ADR 0005: Build Fingerprint Index for O(1) Lookup¶
Status¶
Accepted
Date¶
2026-01-05
Context¶
The cassette stores interactions as a tuple and needs to find interactions matching a given request fingerprint. Without an index, finding a match requires linear search (O(n)) through all interactions. For large cassettes with hundreds or thousands of interactions, this becomes a performance bottleneck.
Decision¶
Build a dict[RequestFingerprint, int] index at cassette construction that maps fingerprints to their first occurrence position in the interactions tuple.
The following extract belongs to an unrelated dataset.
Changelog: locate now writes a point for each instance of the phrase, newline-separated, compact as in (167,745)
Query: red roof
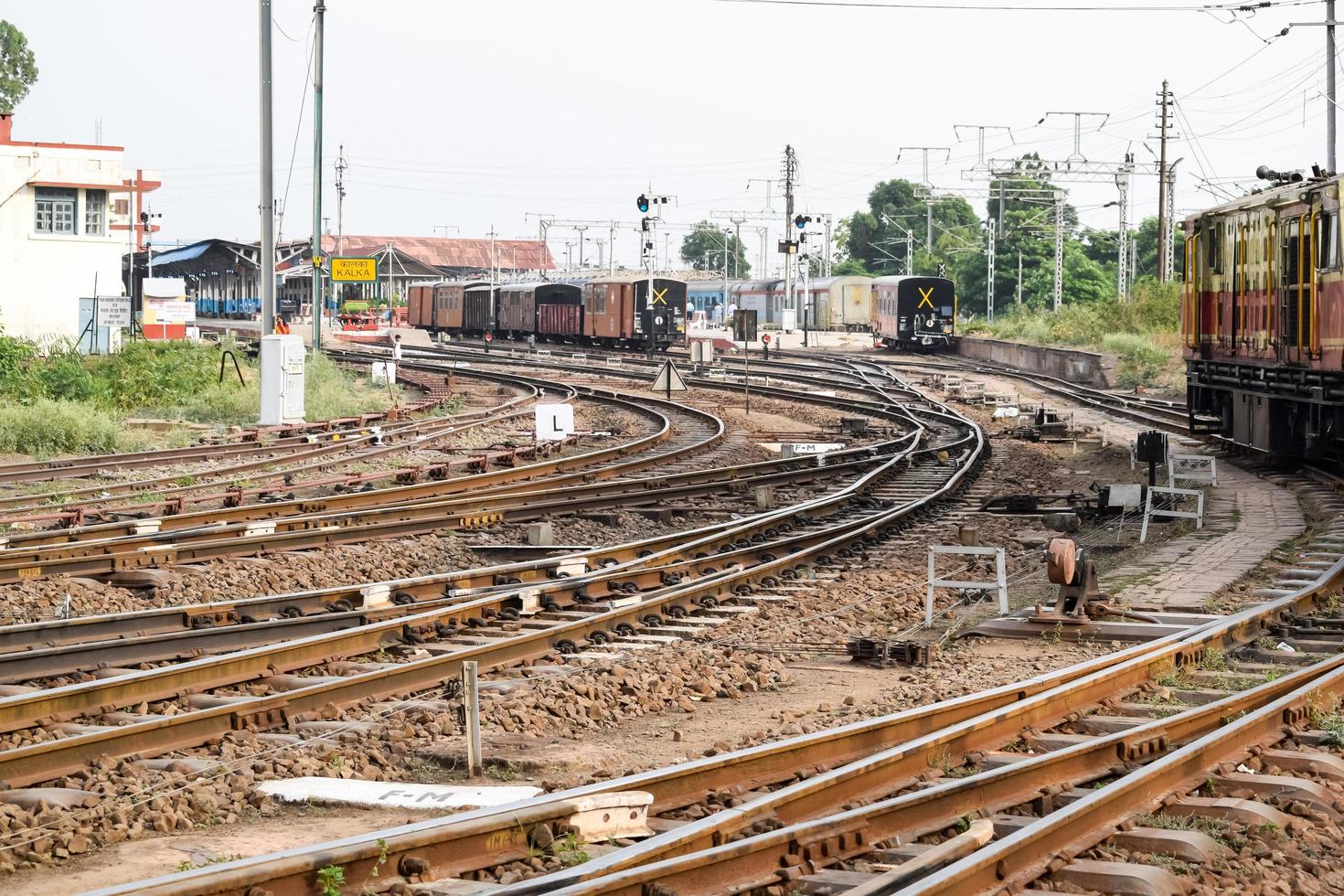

The index is built using a model validator and stored as a private attribute.
Rationale¶
- O(1) lookup: Dictionary lookup is constant time, vastly superior to O(n) linear search
- Initialization cost: Index is built once during cassette creation, amortized over many lookups
- Memory efficiency: Index stores only integers (positions), not duplicate interaction data
- First-match alignment: Index naturally stores first occurrence, implementing ADR 0004
- Immutable after creation: Index is built during construction and never modified
- Transparent: Implementation detail hidden from users (private attribute)
Implications¶
Positive Implications¶
- Replay performance is independent of cassette size (O(1) vs O(n))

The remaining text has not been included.